Jeśli patrzysz na spadający na ciebie śnieg wystarczająco długo, nie możesz stwierdzić, czy płyniesz w jego kierunku, czy zaraz zostaniesz przez niego pogrzebany. Usiadłam na parapecie z synem na kolanach i patrzyliśmy w górę, jak spadł w coś, co wydawało się niekończącym się kocem bieli. Olbrzymie płatki rozpryskujące się na szybie okna, gdy patrzyliśmy z podziwem. Ciche, mroźne powietrze, ćwierkanie ptaka w oddali, satysfakcjonujący chrzęst pod naszymi stopami i mój maluch ściskający moją dłoń, gdy stawia pierwszy krok w śniegu.
Na zewnątrz zaczyna się rozgrzewać. Mniej sięgamy po dodatkowy żółty kocyk na kanapie. Słońce wpada przez jasne kuchenne okna, a wszędzie, gdzie spojrzymy, widać biedronki i wróble.
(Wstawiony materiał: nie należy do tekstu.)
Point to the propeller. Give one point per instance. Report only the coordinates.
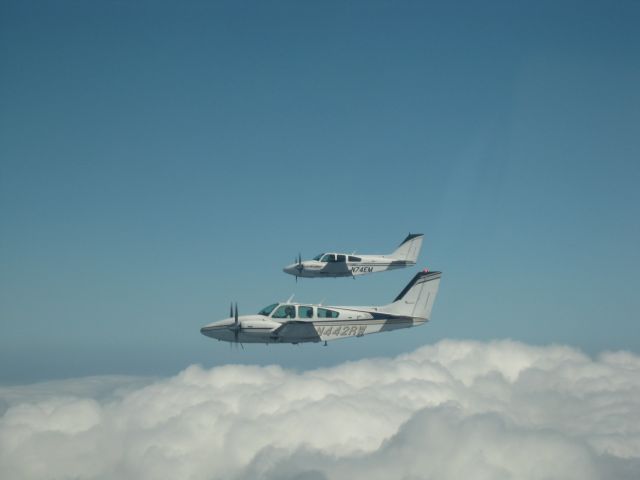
(299, 265)
(236, 324)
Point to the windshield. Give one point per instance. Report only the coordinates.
(266, 311)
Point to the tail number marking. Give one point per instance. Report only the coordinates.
(361, 269)
(342, 330)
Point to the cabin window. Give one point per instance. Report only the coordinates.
(324, 313)
(285, 311)
(267, 310)
(305, 312)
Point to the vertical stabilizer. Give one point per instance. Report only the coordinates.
(409, 249)
(418, 297)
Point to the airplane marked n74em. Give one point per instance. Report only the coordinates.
(349, 265)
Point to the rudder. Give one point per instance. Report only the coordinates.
(417, 298)
(409, 249)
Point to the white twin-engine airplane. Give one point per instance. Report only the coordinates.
(296, 322)
(350, 265)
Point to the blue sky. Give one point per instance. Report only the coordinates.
(159, 160)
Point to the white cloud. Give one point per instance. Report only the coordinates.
(448, 411)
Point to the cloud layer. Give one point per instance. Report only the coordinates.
(451, 410)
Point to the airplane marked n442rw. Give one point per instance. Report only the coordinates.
(350, 265)
(297, 323)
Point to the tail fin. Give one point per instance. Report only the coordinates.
(418, 297)
(409, 249)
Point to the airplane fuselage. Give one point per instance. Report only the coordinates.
(345, 266)
(297, 323)
(348, 323)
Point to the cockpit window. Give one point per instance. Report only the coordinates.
(267, 310)
(324, 313)
(285, 311)
(305, 312)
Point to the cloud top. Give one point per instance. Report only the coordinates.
(456, 409)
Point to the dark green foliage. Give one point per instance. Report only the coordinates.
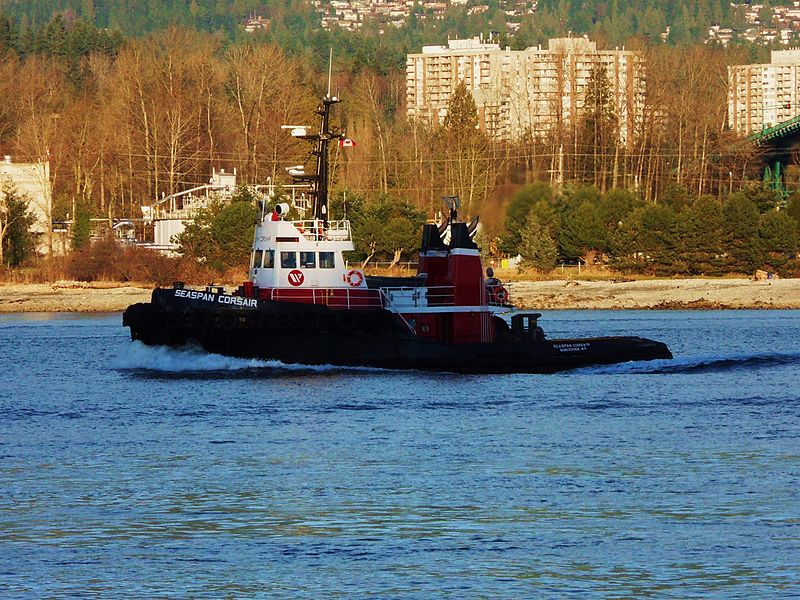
(17, 241)
(386, 228)
(222, 235)
(519, 211)
(538, 248)
(582, 232)
(700, 238)
(740, 221)
(777, 233)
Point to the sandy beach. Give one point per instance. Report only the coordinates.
(65, 296)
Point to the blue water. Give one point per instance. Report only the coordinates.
(127, 471)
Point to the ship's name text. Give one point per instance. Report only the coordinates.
(572, 347)
(222, 299)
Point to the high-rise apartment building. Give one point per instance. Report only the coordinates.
(760, 96)
(534, 90)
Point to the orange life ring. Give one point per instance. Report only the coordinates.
(353, 278)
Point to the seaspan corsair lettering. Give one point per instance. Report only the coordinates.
(195, 295)
(303, 303)
(238, 301)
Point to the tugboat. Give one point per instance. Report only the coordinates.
(303, 304)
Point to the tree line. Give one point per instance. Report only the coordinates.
(150, 116)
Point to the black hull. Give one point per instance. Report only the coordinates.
(316, 335)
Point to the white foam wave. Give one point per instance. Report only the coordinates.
(138, 356)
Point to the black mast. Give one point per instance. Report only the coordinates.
(319, 181)
(324, 138)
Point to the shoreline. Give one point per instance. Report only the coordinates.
(559, 294)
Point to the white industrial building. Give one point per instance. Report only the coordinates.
(32, 181)
(760, 96)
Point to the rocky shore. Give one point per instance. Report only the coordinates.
(70, 296)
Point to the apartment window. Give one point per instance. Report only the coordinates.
(288, 260)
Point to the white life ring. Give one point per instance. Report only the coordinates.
(353, 278)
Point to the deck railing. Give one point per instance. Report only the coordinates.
(396, 299)
(314, 231)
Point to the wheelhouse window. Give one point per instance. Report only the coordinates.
(269, 259)
(288, 260)
(326, 260)
(308, 260)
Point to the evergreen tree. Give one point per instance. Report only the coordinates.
(466, 147)
(15, 221)
(519, 211)
(740, 221)
(538, 248)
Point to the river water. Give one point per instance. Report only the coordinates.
(128, 471)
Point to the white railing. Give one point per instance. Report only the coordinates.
(397, 299)
(314, 230)
(353, 298)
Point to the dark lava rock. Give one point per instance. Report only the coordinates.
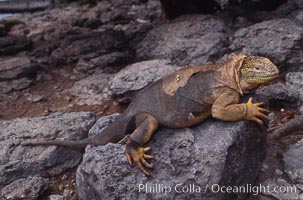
(297, 16)
(25, 189)
(14, 85)
(93, 90)
(128, 81)
(18, 161)
(105, 60)
(56, 197)
(214, 152)
(194, 39)
(16, 67)
(280, 95)
(293, 164)
(291, 194)
(278, 39)
(10, 45)
(294, 80)
(81, 44)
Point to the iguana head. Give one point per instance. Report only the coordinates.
(255, 71)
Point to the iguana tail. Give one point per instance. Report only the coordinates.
(115, 132)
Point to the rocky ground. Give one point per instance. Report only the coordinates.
(62, 70)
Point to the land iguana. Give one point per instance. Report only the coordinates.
(183, 99)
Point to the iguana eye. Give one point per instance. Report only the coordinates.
(257, 68)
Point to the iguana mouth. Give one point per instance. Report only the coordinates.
(261, 78)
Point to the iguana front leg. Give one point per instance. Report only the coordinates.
(226, 108)
(146, 126)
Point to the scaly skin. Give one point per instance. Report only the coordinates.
(183, 99)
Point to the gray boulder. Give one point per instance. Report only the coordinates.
(18, 161)
(84, 43)
(293, 162)
(278, 39)
(297, 16)
(92, 90)
(14, 85)
(137, 76)
(192, 39)
(294, 80)
(56, 197)
(16, 67)
(10, 45)
(25, 189)
(192, 159)
(293, 192)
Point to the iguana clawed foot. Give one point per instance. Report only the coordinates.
(139, 156)
(255, 112)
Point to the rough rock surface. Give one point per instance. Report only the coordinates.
(14, 85)
(278, 39)
(16, 67)
(128, 80)
(193, 39)
(213, 152)
(92, 90)
(297, 16)
(81, 45)
(281, 95)
(18, 161)
(56, 197)
(10, 45)
(294, 80)
(292, 194)
(26, 188)
(293, 162)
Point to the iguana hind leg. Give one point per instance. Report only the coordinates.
(146, 125)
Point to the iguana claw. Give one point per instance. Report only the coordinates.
(255, 112)
(139, 156)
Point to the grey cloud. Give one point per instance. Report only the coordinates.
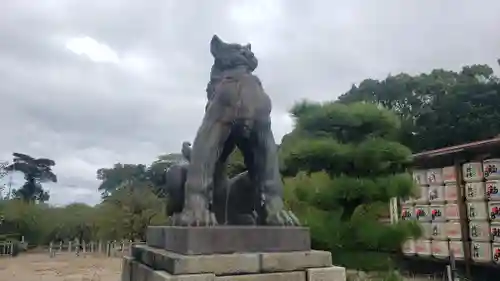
(87, 115)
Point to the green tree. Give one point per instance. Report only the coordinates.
(36, 171)
(129, 211)
(437, 109)
(118, 176)
(342, 165)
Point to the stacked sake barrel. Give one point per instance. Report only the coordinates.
(435, 208)
(483, 205)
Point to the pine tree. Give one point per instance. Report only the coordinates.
(342, 166)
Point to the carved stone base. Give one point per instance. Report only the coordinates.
(150, 264)
(228, 239)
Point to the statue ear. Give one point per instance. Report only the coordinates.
(215, 45)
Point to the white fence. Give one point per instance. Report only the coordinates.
(6, 249)
(105, 248)
(108, 248)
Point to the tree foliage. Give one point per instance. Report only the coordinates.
(343, 165)
(123, 215)
(36, 171)
(440, 108)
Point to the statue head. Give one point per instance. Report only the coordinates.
(232, 55)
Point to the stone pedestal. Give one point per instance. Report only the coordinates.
(193, 261)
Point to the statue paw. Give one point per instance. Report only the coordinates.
(193, 218)
(283, 218)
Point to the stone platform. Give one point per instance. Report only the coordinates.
(228, 239)
(152, 262)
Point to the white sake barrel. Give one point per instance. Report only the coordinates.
(423, 247)
(495, 231)
(472, 171)
(438, 212)
(481, 251)
(407, 213)
(492, 190)
(407, 201)
(456, 247)
(450, 192)
(439, 249)
(479, 231)
(495, 249)
(449, 175)
(477, 211)
(409, 247)
(422, 196)
(438, 231)
(426, 230)
(494, 211)
(420, 177)
(451, 211)
(491, 169)
(434, 176)
(453, 230)
(475, 191)
(436, 194)
(423, 212)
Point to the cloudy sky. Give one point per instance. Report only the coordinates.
(91, 83)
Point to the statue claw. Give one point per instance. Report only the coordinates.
(193, 218)
(283, 218)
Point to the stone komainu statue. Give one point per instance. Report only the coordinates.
(237, 115)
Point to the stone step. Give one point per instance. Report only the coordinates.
(225, 264)
(136, 271)
(228, 239)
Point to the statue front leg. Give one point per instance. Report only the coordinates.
(207, 148)
(269, 178)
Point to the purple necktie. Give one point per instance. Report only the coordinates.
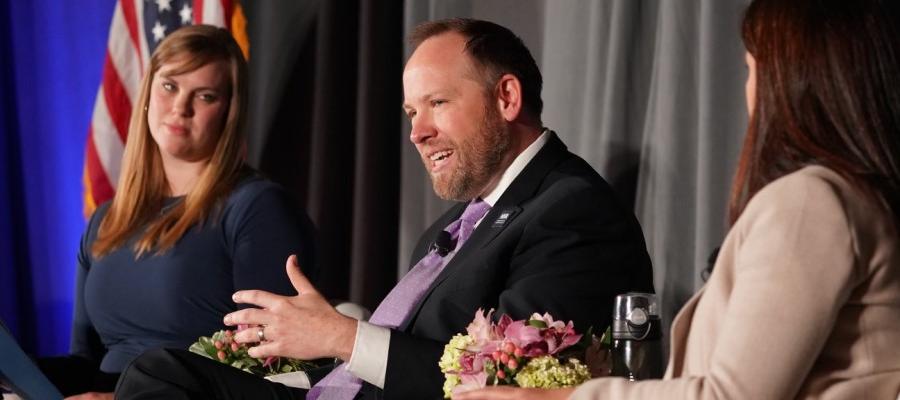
(400, 302)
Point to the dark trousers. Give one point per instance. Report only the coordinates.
(180, 374)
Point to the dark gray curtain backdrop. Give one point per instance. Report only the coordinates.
(325, 122)
(650, 92)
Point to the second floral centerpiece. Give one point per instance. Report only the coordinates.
(536, 352)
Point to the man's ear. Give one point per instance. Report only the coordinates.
(509, 97)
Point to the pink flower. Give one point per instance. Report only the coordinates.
(482, 331)
(520, 334)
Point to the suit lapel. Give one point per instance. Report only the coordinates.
(508, 207)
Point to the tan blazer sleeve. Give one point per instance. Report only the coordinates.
(794, 267)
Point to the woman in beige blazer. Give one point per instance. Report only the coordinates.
(804, 299)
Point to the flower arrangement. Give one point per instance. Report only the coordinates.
(538, 352)
(222, 347)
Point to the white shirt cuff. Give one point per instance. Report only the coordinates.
(370, 352)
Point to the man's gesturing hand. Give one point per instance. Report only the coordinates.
(303, 326)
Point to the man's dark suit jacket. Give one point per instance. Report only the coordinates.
(557, 241)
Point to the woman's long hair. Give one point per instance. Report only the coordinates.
(142, 188)
(827, 93)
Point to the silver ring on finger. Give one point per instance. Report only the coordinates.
(261, 333)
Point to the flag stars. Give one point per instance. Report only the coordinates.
(186, 14)
(159, 31)
(164, 5)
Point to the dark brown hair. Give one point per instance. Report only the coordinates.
(497, 51)
(827, 93)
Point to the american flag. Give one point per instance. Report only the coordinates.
(137, 28)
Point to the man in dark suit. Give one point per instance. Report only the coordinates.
(537, 230)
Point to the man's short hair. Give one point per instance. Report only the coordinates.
(497, 51)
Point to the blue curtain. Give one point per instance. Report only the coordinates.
(51, 56)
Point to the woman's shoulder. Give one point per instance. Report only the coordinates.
(252, 185)
(254, 190)
(816, 182)
(820, 196)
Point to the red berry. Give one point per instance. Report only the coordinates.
(509, 347)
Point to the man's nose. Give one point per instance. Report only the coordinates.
(422, 129)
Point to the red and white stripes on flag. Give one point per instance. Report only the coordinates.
(137, 25)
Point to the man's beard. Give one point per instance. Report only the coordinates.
(478, 159)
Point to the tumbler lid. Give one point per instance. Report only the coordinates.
(632, 315)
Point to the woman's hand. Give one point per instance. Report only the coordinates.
(91, 396)
(514, 393)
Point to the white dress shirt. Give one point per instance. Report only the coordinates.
(370, 348)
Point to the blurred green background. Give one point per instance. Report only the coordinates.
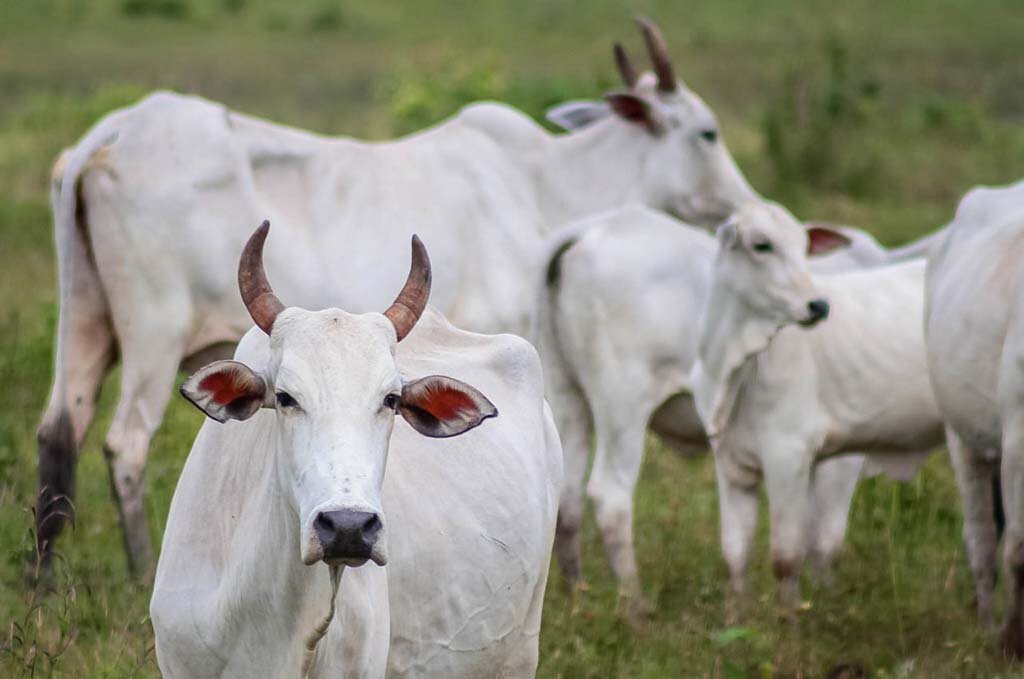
(875, 114)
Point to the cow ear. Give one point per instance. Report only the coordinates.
(226, 390)
(578, 115)
(440, 407)
(633, 109)
(822, 240)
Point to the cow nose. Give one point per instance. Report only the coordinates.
(347, 534)
(818, 309)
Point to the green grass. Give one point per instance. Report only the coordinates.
(862, 113)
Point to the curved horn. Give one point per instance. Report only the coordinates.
(626, 69)
(658, 54)
(263, 305)
(409, 305)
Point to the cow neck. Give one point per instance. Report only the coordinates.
(269, 580)
(321, 629)
(731, 337)
(594, 169)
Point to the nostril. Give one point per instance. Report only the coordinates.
(371, 527)
(818, 308)
(324, 525)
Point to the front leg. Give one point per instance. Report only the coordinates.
(738, 511)
(834, 482)
(974, 477)
(787, 481)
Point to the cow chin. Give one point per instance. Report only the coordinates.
(810, 322)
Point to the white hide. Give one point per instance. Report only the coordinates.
(616, 328)
(975, 336)
(469, 524)
(171, 187)
(778, 398)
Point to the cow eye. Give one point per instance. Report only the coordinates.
(286, 399)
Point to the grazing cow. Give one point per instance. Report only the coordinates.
(616, 328)
(157, 196)
(265, 564)
(975, 339)
(776, 398)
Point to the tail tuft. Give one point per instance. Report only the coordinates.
(56, 482)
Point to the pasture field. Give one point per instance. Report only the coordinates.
(879, 115)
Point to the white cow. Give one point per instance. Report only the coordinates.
(157, 197)
(777, 398)
(617, 330)
(265, 564)
(975, 342)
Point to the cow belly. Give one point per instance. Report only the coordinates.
(677, 424)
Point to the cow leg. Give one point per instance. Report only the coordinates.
(738, 516)
(787, 481)
(146, 382)
(83, 358)
(833, 484)
(619, 453)
(572, 418)
(974, 476)
(1013, 500)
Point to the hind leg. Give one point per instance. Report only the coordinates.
(833, 485)
(1013, 499)
(146, 382)
(573, 427)
(82, 362)
(619, 454)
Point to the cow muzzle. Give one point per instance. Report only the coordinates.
(349, 537)
(817, 310)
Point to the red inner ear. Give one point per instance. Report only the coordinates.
(821, 240)
(445, 404)
(222, 386)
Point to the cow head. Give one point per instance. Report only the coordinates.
(689, 171)
(762, 260)
(336, 388)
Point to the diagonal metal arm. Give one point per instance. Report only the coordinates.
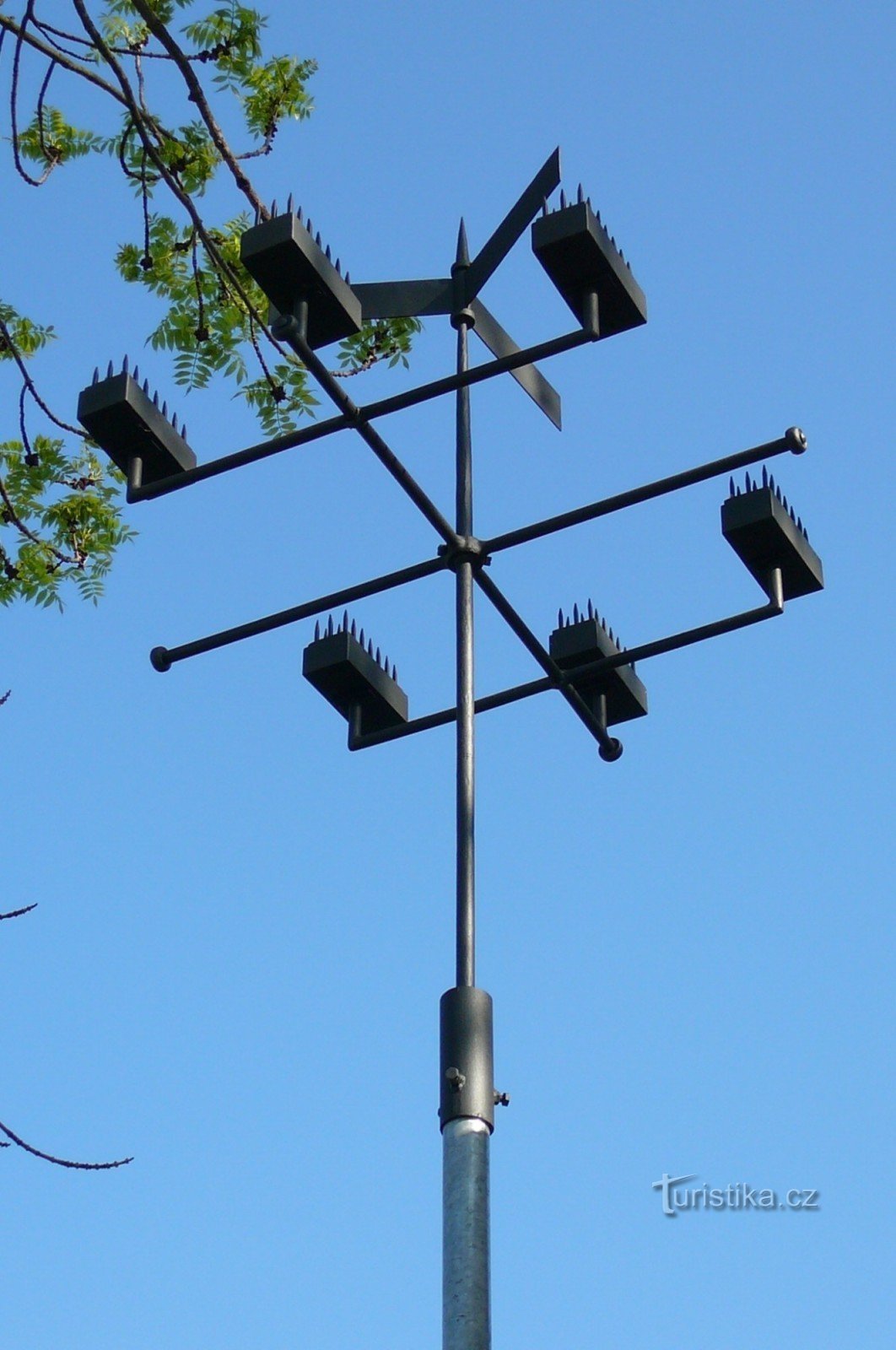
(164, 658)
(609, 744)
(515, 694)
(505, 236)
(794, 440)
Znalazłam pracę. Różni się od wszystkiego, co robiłem wcześniej i zmusza mnie do uczenia się nowych rzeczy. Czytam więcej – tak radzę sobie z moim niepokojem. Budzę się wcześniej, piję spokojnie kawę, podczas gdy moja rodzina śpi i pracuję w ciszy.
Mój mąż znalazł pracę tymczasową, która pozwala mu spędzać z nami dużo czasu. Oszczędza, żeby wrócić do szkoły i nauczyć się czegoś innego. Mój syn nie jest 11-miesięcznym dzieckiem, które przywieźliśmy tu pięć miesięcy temu, to pełnowymiarowy maluch. Bawi się na dworze w błocie i uczy się mówić. Wie tak wiele rzeczy. Rozwija się.
Nawet nasz mały piesek wyrósł z kędzierzawego psa miejskiego w twardego psa, który bawi się z dużymi psami w psim parku. Jest kudłaty i cieszy się świeżym powietrzem i ciepłem naszego kominka.
Yeats powiedział kiedyś: „Szczęście nie jest ani cnotą, ani przyjemnością, ani tym, ani tamtym, ale po prostu wzrostem. Cieszymy się, kiedy się rozwijamy.” Myślę o tym każdego dnia i przypominam sobie, że choć czasami może to być bolesne, przynajmniej rośniemy. Podróż była bardziej wyboista, niż się spodziewaliśmy, ale razem idziemy do przodu, aby budować nasze nowe niesamowite życie.